As I was waiting to start a new job in January, I took on a consulting gig to implement a scalable web crawling/scraping system for a company in Vancouver. My client insisted it has to be done using Apache Nutch, which is a great tool for high-scale scraping.
Even though Nutch is first and foremost a web search engine, its “fetcher” component remains a best-in-class web crawler. In fact, Lucene and Hadoop were originally two components of Nutch if this indicates anything about Nutch’s quality. The plugin-based architecture of Nutch allowed me to easily cherry pick crawling-related parts, and plug in custom indexers for my client.
Another reasonable requirement by my client was using Amazon Web Services (AWS) for running the crawler. Without that requirement, I would advise the same too. AWS Elastic MapReduce (EMR) makes it incredibly easy and cheap to start a Hadoop cluster, and it’s seamlessly integrated with other relevant AWS services such as S3. Using EMR is slightly more expensive than setting up your own Hadoop cluster on EC2, and there are a few quirks (e.g. you cannot use the cheaper generation of small and medium instance types), but the reduction in labour costs and general headache very well justifies it.

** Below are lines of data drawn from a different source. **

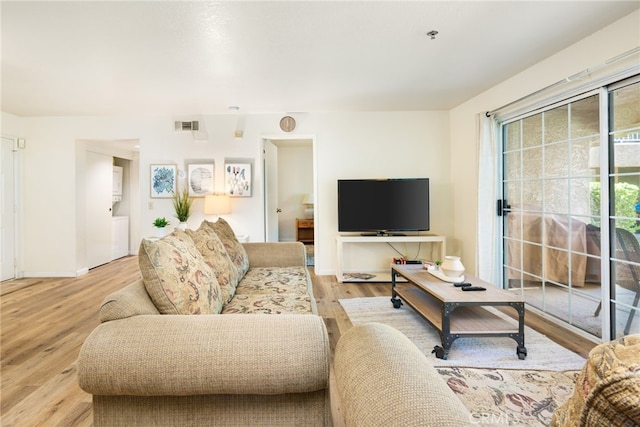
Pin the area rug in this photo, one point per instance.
(510, 397)
(473, 352)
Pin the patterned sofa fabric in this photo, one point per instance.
(607, 391)
(274, 280)
(215, 255)
(176, 276)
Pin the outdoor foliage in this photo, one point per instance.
(626, 197)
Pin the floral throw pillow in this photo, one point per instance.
(235, 250)
(215, 255)
(176, 276)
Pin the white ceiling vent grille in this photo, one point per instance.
(187, 126)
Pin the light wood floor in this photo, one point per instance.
(45, 321)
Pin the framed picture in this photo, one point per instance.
(163, 180)
(238, 179)
(200, 179)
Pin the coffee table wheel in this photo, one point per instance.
(397, 302)
(440, 353)
(522, 352)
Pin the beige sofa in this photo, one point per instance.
(222, 367)
(383, 379)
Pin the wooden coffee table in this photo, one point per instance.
(455, 313)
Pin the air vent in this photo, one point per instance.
(187, 126)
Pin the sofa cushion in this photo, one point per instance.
(234, 248)
(176, 276)
(269, 304)
(215, 255)
(607, 391)
(274, 280)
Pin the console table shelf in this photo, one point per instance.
(343, 274)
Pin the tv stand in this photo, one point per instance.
(344, 274)
(381, 233)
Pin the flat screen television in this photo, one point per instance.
(383, 206)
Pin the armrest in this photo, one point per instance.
(167, 355)
(383, 379)
(276, 254)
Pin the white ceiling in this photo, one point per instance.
(119, 57)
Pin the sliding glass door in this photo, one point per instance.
(554, 206)
(624, 189)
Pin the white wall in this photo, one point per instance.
(397, 144)
(438, 144)
(611, 41)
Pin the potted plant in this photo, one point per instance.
(160, 223)
(182, 206)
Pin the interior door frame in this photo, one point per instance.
(305, 137)
(16, 206)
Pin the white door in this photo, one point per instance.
(99, 188)
(7, 208)
(271, 191)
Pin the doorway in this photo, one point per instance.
(7, 205)
(289, 176)
(99, 235)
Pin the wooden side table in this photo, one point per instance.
(304, 230)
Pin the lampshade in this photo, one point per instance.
(217, 204)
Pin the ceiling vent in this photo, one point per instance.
(187, 126)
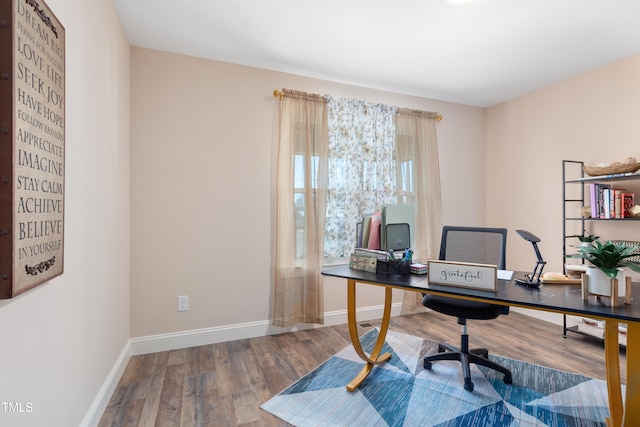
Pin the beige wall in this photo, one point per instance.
(202, 142)
(593, 118)
(60, 341)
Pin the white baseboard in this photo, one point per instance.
(183, 339)
(99, 404)
(205, 336)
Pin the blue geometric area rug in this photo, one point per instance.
(401, 392)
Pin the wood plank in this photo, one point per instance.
(225, 383)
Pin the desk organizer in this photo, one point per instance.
(613, 294)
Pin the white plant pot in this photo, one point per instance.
(600, 283)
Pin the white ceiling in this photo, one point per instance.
(478, 54)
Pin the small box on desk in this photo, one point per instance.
(363, 262)
(395, 267)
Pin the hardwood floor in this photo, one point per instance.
(224, 384)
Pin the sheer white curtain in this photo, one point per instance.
(361, 168)
(300, 209)
(418, 180)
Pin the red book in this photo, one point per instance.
(627, 203)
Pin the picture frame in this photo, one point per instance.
(463, 275)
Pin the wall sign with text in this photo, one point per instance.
(32, 145)
(464, 275)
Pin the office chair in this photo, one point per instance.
(474, 245)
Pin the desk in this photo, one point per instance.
(566, 299)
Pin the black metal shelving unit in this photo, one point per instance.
(572, 175)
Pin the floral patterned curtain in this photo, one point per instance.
(361, 168)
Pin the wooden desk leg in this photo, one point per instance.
(375, 358)
(612, 360)
(632, 397)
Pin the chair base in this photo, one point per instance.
(479, 356)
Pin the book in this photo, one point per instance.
(617, 205)
(593, 193)
(627, 201)
(366, 227)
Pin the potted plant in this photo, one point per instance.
(607, 260)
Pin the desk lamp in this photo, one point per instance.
(533, 279)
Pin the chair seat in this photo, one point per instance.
(465, 309)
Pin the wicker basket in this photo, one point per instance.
(612, 169)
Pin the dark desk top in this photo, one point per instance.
(561, 298)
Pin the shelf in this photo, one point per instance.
(569, 199)
(615, 177)
(601, 219)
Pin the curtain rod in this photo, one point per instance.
(279, 94)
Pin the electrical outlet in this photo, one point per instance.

Nutch’s plugin system conveniently provides a few extension points, where you can hook up your plugins, and they’ll be called at the right stage with all the available information. I only needed to extend HtmlParseFilter to scrape data off of HTML files, and IndexingFilter and IndexWriter to store the extracted data on my client’s existing database. HtmlParseFilter provides the HTML file’s source, and in this case, regular expressions were powerful enough for me. If HTML parsing is required, the highly resilient TagSoup is shipped. You can even use the likes of Selenium to bypass scraper-deterring AJAX calls.
Once I finished writing and testing the plugins locally, it was time to deploy them on a Hadoop cluster. The process is seamless for the most part. There’s probably no software more native to Hadoop than its parent, Nutch. This Makefile is a good start for writing deployment scripts. However, it doesn’t readily work since the AWS command line interface has changed. Another obstacle in deployment was a flaw in Nutch, where your plugin binaries were not present on cluster slaves, so I had to extract and copy the JAR files to the shared filesystem (HDFS) as a bootstrap action.
After overcoming configuration hurdles, the first scraping adventure went really well. It took 10’s of hours on a cluster of 5 smaller slaves for a particular retailer’s website. Scraping is IO-bound in general and doesn’t need heavy-duty machines. Combine that with AWS spot instances and it ends up dirt cheap. I didn’t touch most of the default configurations, and it seemed the bottleneck was the built-in minimum wait for politeness to the target servers. Nutch’s crawl artifacts are also saved on HDFS and can be easily saved on S3 in Snappy format for later analysis.
As the last words, Nutch provides all conventional features for responsible crawling/scraping; from robots.txt compliance, to custom user agent, to minimum delay between calls. Have fun!